Foto Getty Images. |
Hace unos días alguien dejaba este mensaje en una imagen de Instagram: "No suelo pasar más de dos segundos en cada foto de Instagram, pero llevo como dos minutos extasiado con esta". Dejando al margen la imagen en concreto, el comentario escondía lo que ha supuesto la aparición de las redes sociales en la creación y difusión de las fotografías. La sobreabundancia, la velocidad a la que las imágenes llegan y se van, ha convertido el simple hecho de observar, disfrutar, recrearse y reflexionar sobre las imágenes en algo excepcional, una rémora del siglo pasado de la que nos hemos desprendido sin esfuerzo ni transición.

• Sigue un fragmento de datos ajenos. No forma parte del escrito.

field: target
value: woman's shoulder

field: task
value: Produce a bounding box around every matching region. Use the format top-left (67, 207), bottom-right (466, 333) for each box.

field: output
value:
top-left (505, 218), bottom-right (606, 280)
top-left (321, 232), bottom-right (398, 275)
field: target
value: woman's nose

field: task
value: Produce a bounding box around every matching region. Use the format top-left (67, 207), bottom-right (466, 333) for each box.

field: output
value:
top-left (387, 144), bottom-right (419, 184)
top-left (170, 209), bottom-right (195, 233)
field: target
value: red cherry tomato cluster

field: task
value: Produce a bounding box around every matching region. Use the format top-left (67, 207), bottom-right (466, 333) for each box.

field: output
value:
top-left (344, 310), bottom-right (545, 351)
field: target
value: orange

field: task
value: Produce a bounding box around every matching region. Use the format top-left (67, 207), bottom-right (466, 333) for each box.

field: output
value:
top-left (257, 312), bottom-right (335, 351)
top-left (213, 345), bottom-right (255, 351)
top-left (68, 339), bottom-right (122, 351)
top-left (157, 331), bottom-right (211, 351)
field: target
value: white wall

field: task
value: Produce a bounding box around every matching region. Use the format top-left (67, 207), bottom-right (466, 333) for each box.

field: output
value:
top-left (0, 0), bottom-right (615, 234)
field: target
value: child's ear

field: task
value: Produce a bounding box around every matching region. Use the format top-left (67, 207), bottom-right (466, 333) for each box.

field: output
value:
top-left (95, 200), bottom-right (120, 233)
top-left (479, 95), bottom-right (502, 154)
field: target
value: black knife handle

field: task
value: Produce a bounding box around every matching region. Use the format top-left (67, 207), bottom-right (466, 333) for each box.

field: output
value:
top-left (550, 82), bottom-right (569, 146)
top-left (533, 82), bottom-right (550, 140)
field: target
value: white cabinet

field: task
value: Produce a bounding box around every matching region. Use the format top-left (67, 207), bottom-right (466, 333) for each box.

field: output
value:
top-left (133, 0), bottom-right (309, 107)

Después de 190 años reflejando e interpretando el mundo, la fotografía ha dado un salto cuantitativo de dimensiones impensables hace sólo unos años. El término democratización se queda corto en lo que a la fotografía se refiere. Se ha extendido de manera transversal y tiene usuarios de todas las edades (aunque la actividad es febril entre los menores de 35 años y especialmente en los adolescentes), siendo, aquí sí, una actividad casi paritaria (49 % de mujeres frente a 51 % de hombres en Instagram), no habiendo grandes diferencias entre clases sociales, no quedándose al margen casi ningún país. En diciembre, Instagram anunciaba haber llegado a 600 millones de instagrammers. Hacer una fotografía es ahora algo tan sencillo y banal como apretar un botón. Para compartirla con el mundo, basta con apretar dos botones. Y para que pase al olvido, es suficiente con un parpadeo.

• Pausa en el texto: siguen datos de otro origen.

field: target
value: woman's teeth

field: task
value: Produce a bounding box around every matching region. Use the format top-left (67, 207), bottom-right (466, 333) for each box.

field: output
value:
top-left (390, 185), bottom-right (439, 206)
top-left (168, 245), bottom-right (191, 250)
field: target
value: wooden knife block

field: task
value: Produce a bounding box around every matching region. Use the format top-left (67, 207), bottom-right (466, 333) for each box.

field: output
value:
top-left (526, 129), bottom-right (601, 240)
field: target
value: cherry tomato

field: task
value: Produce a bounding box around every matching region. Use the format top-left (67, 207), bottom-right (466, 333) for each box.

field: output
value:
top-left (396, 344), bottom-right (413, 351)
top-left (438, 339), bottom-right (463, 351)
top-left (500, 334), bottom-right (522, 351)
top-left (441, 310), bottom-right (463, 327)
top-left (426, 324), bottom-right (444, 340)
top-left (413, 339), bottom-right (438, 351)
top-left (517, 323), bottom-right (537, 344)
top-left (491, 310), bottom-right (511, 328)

En la sorprendente web de Cewe Photoworl se puede ver la evolución de imágenes compartidas segundo a segundo. En un solo minuto, siempre según Cewe, se comparten en Snapchat más de 500.000 fotografías. Unos cuantos miles más de las que se comparten vía whatsapp en los mismos segundos. Y simultáneamente, en facebook se habrán colgado 280.000 imágenes. Si sumamos a estas redes, plataformas o aplicaciones las imágenes que se publican en Flickr, 500px y otras redes similares, la cantidad daría para forrar el universo con varias capas de fotografías.
El número total de imágenes compartidas se escapa al entendimiento y es inversamente proporcional al peso, a la importancia o a la huella que esas imágenes dejan en las agotadas retinas del hombre contemporáneo. Apenas hay filtro posible, difícil separar el grano, que es muy escaso, de la paja. Ya no hay gurú, logaritmo o herramienta que pueda rescatar y destacar con acierto las imágenes verdaderamente significativas. De la imagen única e imperecedera, del instante decisivo, hemos pasado a la indigestión, a un puré infinito de imágenes, sin efecto en nuestra memoria o en el subconsciente colectivo, salvo el adormecimiento.
En esta caótica bacanal fotográfica, la fatiga ha hecho que muchos hayan dejado de pensar sobre aquello que ven, amodorrados ante tan abundante banquete visual. La pregnancia de la imagen es nula. Pero en esa montaña de fotos que no deja de crecer cada segundo, como nuestros residuos, hay joyas que merecen la pena y que tienen la capacidad de interpretar el presente o de crear nuevos mundos como en su momento hicieron las fotografías de Stieglitz, Rodchenko, Erwitt, Cartier-Bresson, Avedon, Penn, Newton y tantos otros. La diferencia, tal vez, está en que ahora el ruido no deja escuchar la melodía.
Haré un intento en este blog por reivindicar la imagen presente, aunque reconozca antes de comenzar que la búsqueda será ardua, parcial, subjetiva y reducida: un fracaso seguro. Buscaré la melodía no en las galerías y museos. Aunque hagan en muchos casos una gran labor de comisariado, necesitan tiempo y perspectiva. Y en las galerías a menudo se cae en el elitismo, víctimas de la tendencia efímera. Así que lo haré por la vía más compleja, saturada, loca y apasionante, la de las redes sociales. Y traeré a estas páginas imágenes y fotógrafos como el que encuentra una cadena de oro en el vertedero, consciente de que a veces las flores más bellas brotan de forma espontánea entre los desperdicios.